Aggregate fruit also comes from one flower, but it develops from several separate ovaries in that flower. Simple fruit comes from one ovary, so the difference is the number of ovaries involved. In class, this comparison often comes up when you are identifying strawberry, raspberry, or cherry-like structures.

multiple fruit

Multiple fruit forms from an entire cluster of flowers that fuse together as they mature. That is a different developmental path from simple fruit, which starts with just one flower. If you are tracing fruit formation in a diagram, the key question is whether one flower or many flowers contributed.

Accessory fruits

Accessory fruits include tissue that is not derived only from the ovary, so part of what you eat may come from other flower structures. Simple fruit is narrower than that, because it centers on the ovary of one flower. This comparison helps when a fruit seems to include more than just the mature ovary wall.

Is simple fruit on the General Biology I exam?

A quiz question might show a flower diagram or a photo of a fruit and ask you to identify which structure formed the fruit. Your job is to trace the origin back to one flower's ovary and then decide whether the fruit is fleshy or dry, dehiscent or indehiscent. If you see cherry or tomato, you should recognize a fleshy simple fruit. If you see a pea pod that splits open, that points to a dry dehiscent simple fruit.
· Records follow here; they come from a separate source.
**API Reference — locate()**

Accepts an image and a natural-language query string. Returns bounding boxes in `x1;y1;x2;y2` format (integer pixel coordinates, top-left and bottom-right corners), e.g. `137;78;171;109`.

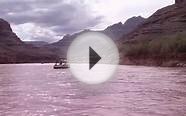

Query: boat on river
53;59;69;69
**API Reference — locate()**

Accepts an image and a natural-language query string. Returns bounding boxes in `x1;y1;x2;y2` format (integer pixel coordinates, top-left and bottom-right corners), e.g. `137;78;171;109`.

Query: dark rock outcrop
0;19;23;45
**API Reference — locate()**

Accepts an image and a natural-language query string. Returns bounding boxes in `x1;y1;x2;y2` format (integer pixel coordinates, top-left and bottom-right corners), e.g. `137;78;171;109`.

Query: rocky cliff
104;16;145;40
0;18;57;63
0;19;23;45
121;0;186;41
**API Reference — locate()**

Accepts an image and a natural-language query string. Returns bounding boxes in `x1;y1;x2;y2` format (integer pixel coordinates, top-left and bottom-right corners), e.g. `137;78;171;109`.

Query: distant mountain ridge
45;16;146;58
104;16;145;40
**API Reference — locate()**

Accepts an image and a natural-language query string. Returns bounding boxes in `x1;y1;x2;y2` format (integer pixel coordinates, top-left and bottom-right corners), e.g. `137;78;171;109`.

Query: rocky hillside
0;19;57;63
121;0;186;41
120;0;186;67
0;19;23;45
45;30;90;58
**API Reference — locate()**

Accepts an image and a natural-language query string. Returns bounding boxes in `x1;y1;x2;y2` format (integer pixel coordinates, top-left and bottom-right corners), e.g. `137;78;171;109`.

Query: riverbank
0;61;186;67
121;57;186;67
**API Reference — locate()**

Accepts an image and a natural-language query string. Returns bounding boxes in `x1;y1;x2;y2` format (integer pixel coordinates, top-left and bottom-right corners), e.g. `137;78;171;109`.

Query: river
0;64;185;116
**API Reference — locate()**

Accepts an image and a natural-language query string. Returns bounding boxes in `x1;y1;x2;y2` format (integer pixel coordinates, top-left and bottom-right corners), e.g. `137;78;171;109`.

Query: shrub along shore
120;33;186;67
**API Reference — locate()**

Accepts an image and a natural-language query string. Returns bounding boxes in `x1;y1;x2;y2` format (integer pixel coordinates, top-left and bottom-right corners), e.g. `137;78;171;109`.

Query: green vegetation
121;34;186;60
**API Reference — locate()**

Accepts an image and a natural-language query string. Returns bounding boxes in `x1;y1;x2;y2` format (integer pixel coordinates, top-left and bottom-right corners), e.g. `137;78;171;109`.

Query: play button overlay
89;47;101;70
67;32;119;84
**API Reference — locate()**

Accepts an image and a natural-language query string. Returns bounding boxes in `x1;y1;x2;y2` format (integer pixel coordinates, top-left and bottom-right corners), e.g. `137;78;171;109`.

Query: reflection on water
0;64;186;116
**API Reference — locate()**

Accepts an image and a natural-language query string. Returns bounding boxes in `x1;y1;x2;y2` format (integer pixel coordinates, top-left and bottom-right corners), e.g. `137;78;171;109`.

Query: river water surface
0;64;186;116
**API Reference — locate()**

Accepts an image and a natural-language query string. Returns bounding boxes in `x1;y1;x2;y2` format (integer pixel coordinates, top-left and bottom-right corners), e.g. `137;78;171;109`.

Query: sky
0;0;174;43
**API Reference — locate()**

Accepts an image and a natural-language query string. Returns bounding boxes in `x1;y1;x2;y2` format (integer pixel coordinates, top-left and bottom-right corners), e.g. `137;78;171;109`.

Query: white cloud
11;23;61;42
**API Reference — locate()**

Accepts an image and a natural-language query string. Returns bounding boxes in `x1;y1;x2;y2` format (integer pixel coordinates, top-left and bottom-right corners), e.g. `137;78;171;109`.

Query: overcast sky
0;0;174;42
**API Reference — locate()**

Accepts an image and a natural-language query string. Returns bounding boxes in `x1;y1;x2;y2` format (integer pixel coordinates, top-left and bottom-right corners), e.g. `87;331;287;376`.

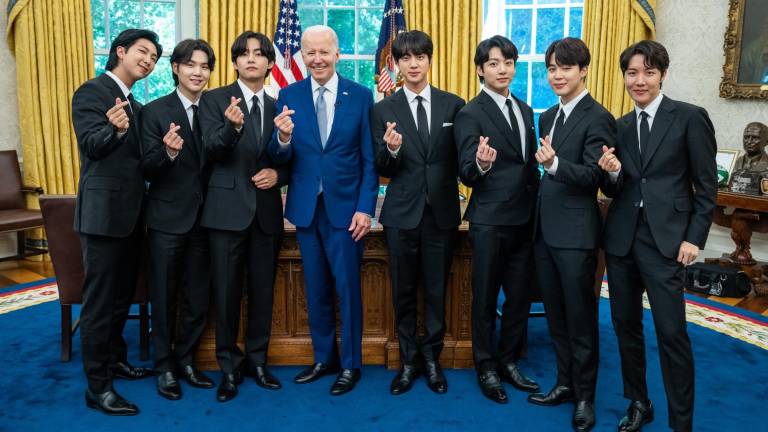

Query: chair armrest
22;185;44;194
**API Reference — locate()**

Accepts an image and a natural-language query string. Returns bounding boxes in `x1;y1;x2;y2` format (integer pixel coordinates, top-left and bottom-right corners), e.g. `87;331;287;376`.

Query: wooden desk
713;190;768;264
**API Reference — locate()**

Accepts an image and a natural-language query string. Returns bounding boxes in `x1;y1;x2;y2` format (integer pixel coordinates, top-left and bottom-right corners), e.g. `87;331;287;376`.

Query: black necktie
553;108;565;140
505;99;523;160
191;104;201;144
251;95;262;148
416;95;429;149
127;93;135;114
639;111;649;155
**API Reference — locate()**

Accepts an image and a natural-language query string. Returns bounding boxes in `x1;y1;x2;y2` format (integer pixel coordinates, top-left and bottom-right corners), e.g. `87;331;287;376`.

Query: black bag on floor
684;263;752;297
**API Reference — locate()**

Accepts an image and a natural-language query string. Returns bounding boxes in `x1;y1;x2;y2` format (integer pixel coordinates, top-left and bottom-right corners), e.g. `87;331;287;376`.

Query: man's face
233;37;273;82
397;52;431;90
623;54;666;109
117;38;158;81
477;47;516;96
743;125;767;155
173;50;211;94
301;31;340;85
547;55;587;103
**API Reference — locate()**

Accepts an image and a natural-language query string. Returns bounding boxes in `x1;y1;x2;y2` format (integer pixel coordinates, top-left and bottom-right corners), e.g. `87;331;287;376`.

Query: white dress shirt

On short-answer questions, you may need to explain how simple fruit fits into plant reproduction. A good answer connects pollination, fertilization, ovary development, and seed dispersal instead of treating fruit as an isolated structure. In lab practicals, look for the developmental source, not just the outside shape.

Simple fruit vs aggregate fruit

These are easy to mix up because both come from one flower. The difference is that a simple fruit develops from one ovary, while an aggregate fruit develops from several separate ovaries in the same flower.

Key things to remember about simple fruit

  • A simple fruit develops from the ovary of one flower, so its origin is the main feature that defines it.

  • In General Biology I, simple fruit is part of the sequence from pollination and fertilization to seed and fruit formation.

  • Simple fruits can be fleshy, like tomato or cherry, or dry, like a pea pod.

  • Dry simple fruits can split open at maturity, which is called dehiscent, or stay closed, which is called indehiscent.

  • The fruit wall comes from the ovary wall, and the seeds come from the ovules inside that ovary.

Frequently asked questions about simple fruit

What is simple fruit in General Biology I?

A simple fruit is a fruit that develops from the ovary of one flower. In biology, that matters because it connects flower structure to the mature fruit after fertilization. Tomatoes and cherries are common fleshy examples, while pea pods are dry examples.

Is a simple fruit always fleshy?

No. Simple fruits can be fleshy or dry. Fleshy simple fruits stay soft and juicy at maturity, while dry simple fruits lose most of that moisture and may split open or stay closed.

How is a simple fruit different from an aggregate fruit?

A simple fruit comes from one ovary, while an aggregate fruit comes from several separate ovaries in one flower. Both come from a single flower, which is why they are easy to confuse. The number of ovaries is the main distinction.

How do you identify a simple fruit on a lab quiz?

First, ask where the fruit came from. If it formed from one flower and one ovary, it fits the simple fruit category. Then look at whether it is fleshy or dry and whether a dry fruit splits open at maturity.